Lawsuits, like bicycles and skydiving harnesses, occasionally occur in tandem. Like tandem sporting activities, tandem litigation requires considerable coordination and communication between the courts to ensure a fair outcome for foreign judgment holders.
Otos Tech originally brought suit in New Jersey in 2003, asserting claims for breach of contract, conversion, and embezzlement arising out of defendant Yale Kim's retention of three checks worth $587,775.05. Kim answered and asserted counterclaims for breach of contract, breach of a settlement agreement, and breach of the covenant of good faith and fair dealing. Kim said that Otos wrongfully terminated his employment contract and that he retained the checks under a wrongful termination settlement.
While the New Jersey lawsuit was still pending, Otos brought an action against Kim in South Korea and asserted essentially identical claims pertaining to the same three checks. In 2005, a South Korean court entered judgment in favor of Otos for 544,920,318 South Korean Won, an amount equivalent to $587,755.05.
Meanwhile, the district court in New Jersey proceeded to trial and entered a judgment in favor of Otos in the amount of $587,755.05 on Otos's conversion claim and in favor of Kim in the amount of $910,000 on Kim's counterclaim for breach of the covenant of good faith and fair dealing.
Judgment in hand, Otos set about seizing Kim's assets in Korea to satisfy the Korean judgment in South Korean Won; records indicate he was successful in this venture.
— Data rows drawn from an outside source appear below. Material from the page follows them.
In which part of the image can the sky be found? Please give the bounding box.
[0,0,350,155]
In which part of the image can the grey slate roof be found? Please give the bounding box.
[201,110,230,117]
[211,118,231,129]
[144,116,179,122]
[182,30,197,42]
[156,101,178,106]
Back in the United States, Kim filed a motion in 2008 requesting that the district court order the turnover of funds from the accounts of one of Otos's customers to pay Kim in satisfaction of his judgment.
Otos objected, and also argued that any turnover should be subject to a "setoff" in the amount of its American judgment, $587,755.05. The District Court granted Kim's motion and denied Otos's request for a setoff, holding that it could result in a double recovery for Otos.
While the U.S. dollar may not enjoy the status it once held in the global currency market, it still fared better during this litigation than the South Korean Won. Otos claimed that, due to the declining value of South Korean currency, he had only received the South Korean Won equivalent of $382,215, not the $587,755 awarded.
The Third Circuit Court of Appeals rejected Otos's argument, and upheld the decision to grant full faith and credit to the foreign judgment. Regardless of currency fluctuation, the Korean court verified that Otos's Korean judgment was satisfied, therefore Otos could not collect on the same judgment in the U.S.
Advice for future parties in foreign judgment tandem litigation? Take time to learn about currency valuation before executing your judgment in a foreign land, and try to find a way to collect your judgment in Euros.